After several miles he was forced to turn, not yet having enough altitude to clear the crest of the Diocletian Hills Along the crest he could see thousands of soldiers standing in the open, watching the fight. The ground all along the crest was torn up with hastily dug entrenchments snaking out from either flank of the main fort that dominated the hill. The fact that they were watching, like spectators, told him that they were in the clear. Turning, he looked back. The battle was all but over. Airships were heading out to sea, flying low, several of them trailing smoke. Fires dotted the landscape between the hills and the city down on the plain, marking where two dozen or more aerosteamers had died.
We should have thought of it, I should have thought of it, and he cursed himself. It wasn’t just the losses, although he feared that they were significant—maybe a third or more of the precious Goliaths. What was worse was the mass confusion. Falcons had flown off in every direction, their top cover was off chasing the surviving attackers. What was supposed to be a coordinated att
ack, everyone going in at once, was spread out across twenty miles of airspace. As for the aerosteamer carriers, which were to have arrived by now, they were nowhere to be seen.
“How many did they get?” Igor shouted, squatting down out of his gunnery position to look over Richard’s shoulder.
“Too many.”
“Now what?”
“We go in,” and he pointed out to sea where a cloud of dark smoke blotted the horizon.
Adam Rosovich stormed back and forth across the flight deck, shouting orders, watching as each of the Falcons was slowly lifted up from below, turned around, wings unfolded and engines started.
“Adam.”
It was Theodor, with a board tucked under his arm, a final check sheet for each of the planes.
“A word, son.”
“I don’t have time.”
“Yes, you do. Now come over here.”
Theodor led him over to the side railing. The sea below was still running high, waves rolling at ten to twelve feet, the crosswind breaking their tops, salty foam billowing off.
Adam looked up at the bridge beside him.
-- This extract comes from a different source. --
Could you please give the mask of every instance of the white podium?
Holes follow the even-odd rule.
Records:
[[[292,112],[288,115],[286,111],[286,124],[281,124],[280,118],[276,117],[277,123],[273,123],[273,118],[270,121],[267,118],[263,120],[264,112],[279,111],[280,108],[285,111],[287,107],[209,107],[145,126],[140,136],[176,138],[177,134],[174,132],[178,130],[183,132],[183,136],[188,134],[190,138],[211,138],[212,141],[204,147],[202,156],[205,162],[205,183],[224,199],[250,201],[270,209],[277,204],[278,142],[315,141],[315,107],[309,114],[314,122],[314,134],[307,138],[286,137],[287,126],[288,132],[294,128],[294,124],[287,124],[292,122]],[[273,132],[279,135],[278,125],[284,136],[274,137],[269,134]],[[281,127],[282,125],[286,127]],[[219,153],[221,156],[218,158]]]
The flag of the Republic was snapping, bent out; the ship’s fifteen knot speed added to the crosswind coming in abeam from the northwest.
“Could you make it short,” Adam asked testily, and Theodor put a hand on his shoulder.
“Relax, son.”
“What?”
“Just that. You’re making everyone nervous.”
“What the hell do you mean?”
“Look, son. You’re a good pilot, and you’ve got one hell of a sharp engineering mind. Varinnia saw that in you back at the academy, she had you picked out a year before you graduated, but, son, you are not the best of leaders at the moment.”
Adam bristled.
“Friendly criticism, and please take it that way. I know what it’s like to fly into a battle. In fact I’m the only man in this entire fleet who’s done it before, and I will tell you, I used to puke from fear before I went in. You, on the other hand, are running around waving your arms and shouting orders.”